Signes Les coiffures des femmes sont très codifiées entre les “porte-manteaux”, le foulard “à la De Gaulle” (noué bas sur le côté gauche) ou “à la Versailles” (très symétrique).
Beaucoup portent des bijoux en cornaline, d’autres des Louis d’or attachés au fichu, détail indiquant qu’elles sont Sénégalaises. Chez les hommes, le feutre européen est volontiers porté en arrière, à la “Lemmy Caution”, détective privé interprété par Eddie Constantine dans des séries B dont le succès était considérable en Afrique de l’ouest.
Ancêtres des “sapeurs”, les “zazous” rivalisent d’élégance et arborent la pochette marquant leur appartenance au club “Fleur de Paris” (titre d’une chanson de Charles Trenet).

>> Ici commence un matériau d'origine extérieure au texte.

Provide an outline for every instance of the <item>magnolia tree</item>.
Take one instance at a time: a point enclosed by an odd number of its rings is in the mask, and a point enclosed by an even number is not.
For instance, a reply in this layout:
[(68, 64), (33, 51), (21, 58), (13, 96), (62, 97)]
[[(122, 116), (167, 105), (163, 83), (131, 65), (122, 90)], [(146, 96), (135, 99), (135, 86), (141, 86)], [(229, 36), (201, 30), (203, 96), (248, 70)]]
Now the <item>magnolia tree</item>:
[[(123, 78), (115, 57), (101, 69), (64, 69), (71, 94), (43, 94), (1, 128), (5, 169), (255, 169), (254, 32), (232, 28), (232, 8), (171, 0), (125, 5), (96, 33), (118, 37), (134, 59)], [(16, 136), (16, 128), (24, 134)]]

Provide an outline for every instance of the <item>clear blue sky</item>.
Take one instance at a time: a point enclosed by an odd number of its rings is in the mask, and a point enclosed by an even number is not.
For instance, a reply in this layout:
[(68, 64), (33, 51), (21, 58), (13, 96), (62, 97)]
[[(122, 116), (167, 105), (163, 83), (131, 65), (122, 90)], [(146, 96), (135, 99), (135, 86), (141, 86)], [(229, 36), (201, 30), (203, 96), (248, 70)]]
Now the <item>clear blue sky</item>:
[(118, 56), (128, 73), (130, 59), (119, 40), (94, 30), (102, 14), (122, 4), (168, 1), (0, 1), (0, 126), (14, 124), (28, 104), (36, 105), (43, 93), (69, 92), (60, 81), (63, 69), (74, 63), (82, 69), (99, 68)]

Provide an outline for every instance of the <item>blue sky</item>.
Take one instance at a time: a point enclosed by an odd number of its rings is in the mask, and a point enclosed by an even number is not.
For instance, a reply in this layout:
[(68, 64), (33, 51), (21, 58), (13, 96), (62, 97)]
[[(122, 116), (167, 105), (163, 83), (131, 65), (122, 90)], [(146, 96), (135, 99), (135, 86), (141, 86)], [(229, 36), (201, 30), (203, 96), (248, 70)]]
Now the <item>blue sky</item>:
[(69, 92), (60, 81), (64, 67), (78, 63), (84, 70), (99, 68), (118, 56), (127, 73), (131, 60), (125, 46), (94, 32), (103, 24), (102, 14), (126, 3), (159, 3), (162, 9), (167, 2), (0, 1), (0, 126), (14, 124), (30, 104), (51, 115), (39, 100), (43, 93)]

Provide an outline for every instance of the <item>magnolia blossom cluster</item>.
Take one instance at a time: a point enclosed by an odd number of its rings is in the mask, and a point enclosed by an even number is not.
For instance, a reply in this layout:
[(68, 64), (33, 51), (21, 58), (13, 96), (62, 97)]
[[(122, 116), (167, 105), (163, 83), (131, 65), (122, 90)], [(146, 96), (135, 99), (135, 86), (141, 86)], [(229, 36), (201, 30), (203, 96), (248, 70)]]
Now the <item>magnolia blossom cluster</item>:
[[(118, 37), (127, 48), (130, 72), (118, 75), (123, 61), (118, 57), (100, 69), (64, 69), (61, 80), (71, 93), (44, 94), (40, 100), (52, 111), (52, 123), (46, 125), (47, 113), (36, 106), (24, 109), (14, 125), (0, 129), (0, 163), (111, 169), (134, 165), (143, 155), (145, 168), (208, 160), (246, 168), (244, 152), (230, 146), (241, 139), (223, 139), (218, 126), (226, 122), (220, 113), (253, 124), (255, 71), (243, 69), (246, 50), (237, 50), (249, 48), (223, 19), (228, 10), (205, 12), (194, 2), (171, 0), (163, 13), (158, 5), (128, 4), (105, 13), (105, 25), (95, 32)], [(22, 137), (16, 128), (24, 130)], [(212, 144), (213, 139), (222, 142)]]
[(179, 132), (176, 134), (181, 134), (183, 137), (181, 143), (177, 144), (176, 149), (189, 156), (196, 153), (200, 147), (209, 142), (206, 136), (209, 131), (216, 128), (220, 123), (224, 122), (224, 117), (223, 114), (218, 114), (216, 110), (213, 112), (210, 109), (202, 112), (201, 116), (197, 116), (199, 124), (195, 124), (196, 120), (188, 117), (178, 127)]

Pose Comme le montre un documentaire présenté dans l’exposition, Seydou Keïta accordait le plus grand soin à la pose de ses modèles, rectifiant chaque pli de la robe, déplaçant la main ou le bras de quelques centimètres, inclinant la tête d’une jeune femme ou la faisant pivoter légèrement.
Il n’hésite pas à employer des cadrages inclinés, asymétriques. Il fait poser certaines modèles étendues sur un tapis de prière telles des “odalisques”, une autre le visage reposant sur le dossier d’une chaise ou se retournant vers l’objectif – comme “La Jeune fille à la perle” de Vermeer.
Il joue aussi de la superposition des imprimés entre tapis, robe et fond, au point dans certains clichés de quasiment “dissoudre” le sujet. “Il y a là quelque chose qui relève de la peinture”, commente Yves Aupetitallot.